3. 消費高度化に伴う生活消費・ハイテク消費・環境消費の新潮流

①テクノロジー・スマート消費への関心
VR体験、AIスマートグラス、スマートリング、介護ロボット、スマートホームデザイン等の製品がこれまで以上に注目を集めている。AI技術が、概念的な展示ではなく、具体的な生活サービスへ活用されるようになってきており、スマート化、デジタル化、没入型体験へと消費の変化が進んでいる傾向がみられる。

②健康・環境消費に集まる大きな注目
健康睡眠といった非薬物療法や、海外の革新的な医薬品・医療機器の展示から、健康に対する消費への関心の高まりが見て取れる。また、環境配慮ブランドの参加、博覧会期間のグリーン電力活用、「竹によるプラスチック代替」といった環境に配慮した博覧会の開催理念には、カーボンニュートラルでサスティナブルな方向性が表れている。

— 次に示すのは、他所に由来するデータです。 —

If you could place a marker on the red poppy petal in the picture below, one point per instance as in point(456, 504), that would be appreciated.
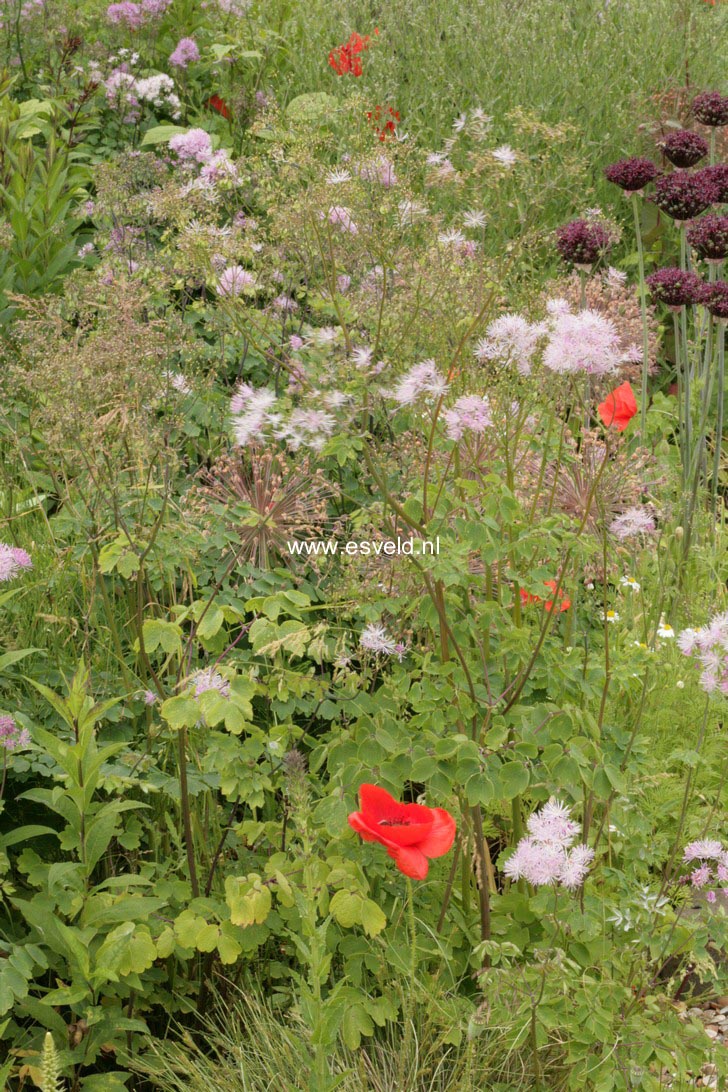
point(441, 835)
point(410, 861)
point(358, 822)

③「国潮」(中国伝統文化・現代文化の融合のトレンド)の海外展開という新たな流れ
今回初めて設置された「国潮海外展開館」では、陶磁器、シルク、東洋医薬、無形文化遺産に関連する文化的クリエイティブ商品、革新的製品が集中的に展示された。「優良な中国ブランド品」を世界展開するための重要なプラットフォームを構築することで、単なる「中国製造」ではなく「中国創造」への高度化が進められている。

4. 国内外企業の「双方向のマッチング」の促進

①効率的かつ精度の高い需要/供給マッチングの実施
今回の博覧会では、初めてオフラインのバイヤーサービスセンターが設置され、数多くの需要/供給マッチングイベントが実施された。

②出展企業から投資企業への転換
過去に出展した多くの企業が、その出展後に海南でプロジェクトを立ち上げたり、ファンドを設立したりしており、内容も単なる展示から本格的な投資への転換が進んでいる。今回同時に開催された「中国投資」をテーマに据えたグローバル産業誘致大会では、バイオ医薬、深海テクノロジーといった重点分野を中心に多額の契約が交わされた。

③双方向貿易の促進
この博覧会は、海外の優良商品が中国市場進出する際の最速ルートであると同時に、「中国スマート製造」が海外へ展開するための足掛かりとなっている。世界経済の回復が乏しいなか、博覧会は中国市場の潜在力、イノベーション活力、開放された環境を示す場となった。